Le vicende più note riguardano il governo di Madrid, vittima e presunto mandante di spionaggio in due differenti circostanze. La prima riguarda i telefoni cellulari del presidente del governo Pedro Sánchez, della ministra della Difesa Margarita Robles e del ministro degli Interni Fernando Grande-Marlaska, infettati da Pegasus probabilmente a opera del Marocco.
L’altra è il cosiddetto Catalangate, la maxi-operazione di sorveglianza ai danni di figure politiche e membri della società civile del movimento indipendentista catalano, tra cui l’attuale presidente della Generalitat de Catalunya, Pere Aragonès, e quella del parlamento catalano Laura Borràs (entrambi spiati prima di assumere le rispettive cariche).
Poco da segnalare, invece, per quanto riguarda l’Italia. Non non sono state riscontrate acquisizioni di spyware da parte delle autorità italiane e l’unico nome di rilievo menzionato è quello dell’ex presidente del Consiglio Romano Prodi, il cui numero di telefono figurava in un elenco di possibili obiettivi: probabilmente, ipotizza la relazione, perché ex inviato speciale delle Nazioni Unite per il Sahel e quindi «interessante» per il Marocco.

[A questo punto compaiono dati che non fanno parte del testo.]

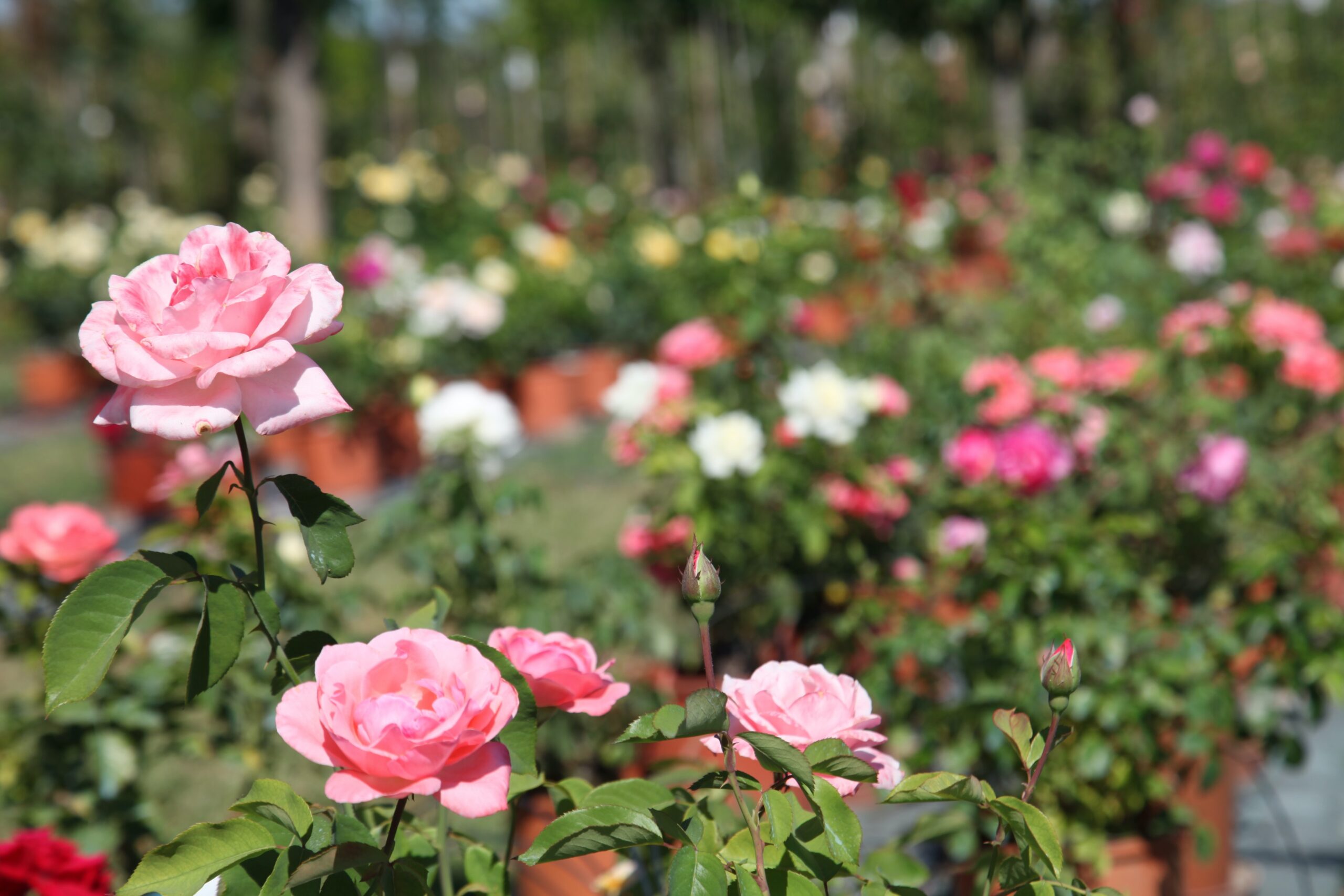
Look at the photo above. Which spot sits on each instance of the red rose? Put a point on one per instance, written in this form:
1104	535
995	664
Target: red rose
38	863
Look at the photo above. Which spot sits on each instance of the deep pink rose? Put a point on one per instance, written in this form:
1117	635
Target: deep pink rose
805	704
1031	458
692	345
409	712
1278	323
35	861
1062	366
561	669
195	339
64	541
971	456
1218	471
1208	150
1314	366
1189	325
1010	385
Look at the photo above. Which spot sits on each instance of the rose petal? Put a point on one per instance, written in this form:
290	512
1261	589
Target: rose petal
183	412
295	393
478	786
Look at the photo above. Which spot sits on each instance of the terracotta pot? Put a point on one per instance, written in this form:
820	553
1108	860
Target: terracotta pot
597	370
566	878
340	462
132	471
545	398
50	379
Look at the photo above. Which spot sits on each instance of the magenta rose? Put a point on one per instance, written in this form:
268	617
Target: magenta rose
1218	471
1033	458
65	542
195	339
805	704
409	712
561	669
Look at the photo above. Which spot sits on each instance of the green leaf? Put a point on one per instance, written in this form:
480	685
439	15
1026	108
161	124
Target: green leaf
777	754
322	520
519	735
206	492
179	565
592	830
1031	829
277	801
219	636
90	624
335	859
842	828
635	793
718	779
193	858
695	873
705	714
433	614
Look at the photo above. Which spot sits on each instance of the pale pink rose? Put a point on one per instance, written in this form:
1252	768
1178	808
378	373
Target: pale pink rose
1062	366
1218	471
1189	325
805	704
1012	388
64	541
1314	366
191	465
409	712
195	339
692	345
1115	368
963	534
971	455
1031	458
561	669
1278	323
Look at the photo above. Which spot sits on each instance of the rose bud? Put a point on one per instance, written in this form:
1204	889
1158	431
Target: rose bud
701	583
1061	675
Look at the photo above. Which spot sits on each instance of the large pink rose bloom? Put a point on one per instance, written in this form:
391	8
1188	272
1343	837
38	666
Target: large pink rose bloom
561	669
805	704
409	712
195	339
64	541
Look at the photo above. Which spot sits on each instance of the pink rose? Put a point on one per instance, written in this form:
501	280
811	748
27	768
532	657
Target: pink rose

Tuttavia, le società di spyware Tykelab e Rcs Lab hanno scelto l’Italia come base per le proprie attività e dal 2012 è attiva Hacking Team (che ora si chiama Memento Labs) e che secondo la relazione avrebbe venduto i suoi prodotti a «diversi Paesi autoritari», tra cui il Sudan.
Meglio prevenire
Per prevenire ogni abuso, il Parlamento europeo non vorrebbe vietare tout court i software di sorveglianza, ma autorizzarne il ricorso solo negli Stati membri in cui le accuse di abuso sono state oggetto di indagini approfondite, la normativa nazionale sia in linea con il diritto europeo e le norme sul controllo delle esportazioni vengano applicate correttamente.
Le autorità dovrebbero ricorrere a Pegasus e agli altri spyware solo in casi eccezionali, per uno scopo predefinito e per un periodo di tempo limitato, garantendo comunque i dati protetti dal segreto professionale e quelli che riguardano politici, medici o mezzi d’informazione, a meno che non vi siano prove del coinvolgimento in attività criminali. Fra le richieste figura la trasparenza nell’informare le persone dell’avvenuta sorveglianza, la definizione di un perimetro circoscritto di possibilità in cui un governo possa invocare la sicurezza nazionale come giustificazione, e un laboratorio indipendente europeo incaricato di indagare sulla sorveglianza.
Ma anche un’indagine approfondita sulle licenze di esportazione e un’applicazione più rigorosa delle norme europee sul controllo delle esportazioni: non un dettaglio secondario, visti i forti indizi sul fatto che figure apicali dell’Unione, fra cui alcuni capi di Stato, siano stati spiati dai governi di Marocco e Ruanda. Vittima di sorveglianza telematica tramite Pegasus, del resto, è stato nel novembre 2021 anche il commissario europeo alla Giustizia Didier Reynders, insieme ad alcuni funzionari della Commissione.
Il testo adottato dal Parlamento, comunque, è una risoluzione non legislativa. Si tratta dunque di una sorta di esortazione alla Commissione e ai governi nazionali, destinatari delle raccomandazioni. Toccherà a loro prendere i provvedimenti necessari perché l’Ue possa difendersi: non solo dai tentativi di spionaggio stranieri, ma anche dalle violazioni perpetrate dai suoi stessi Stati membri.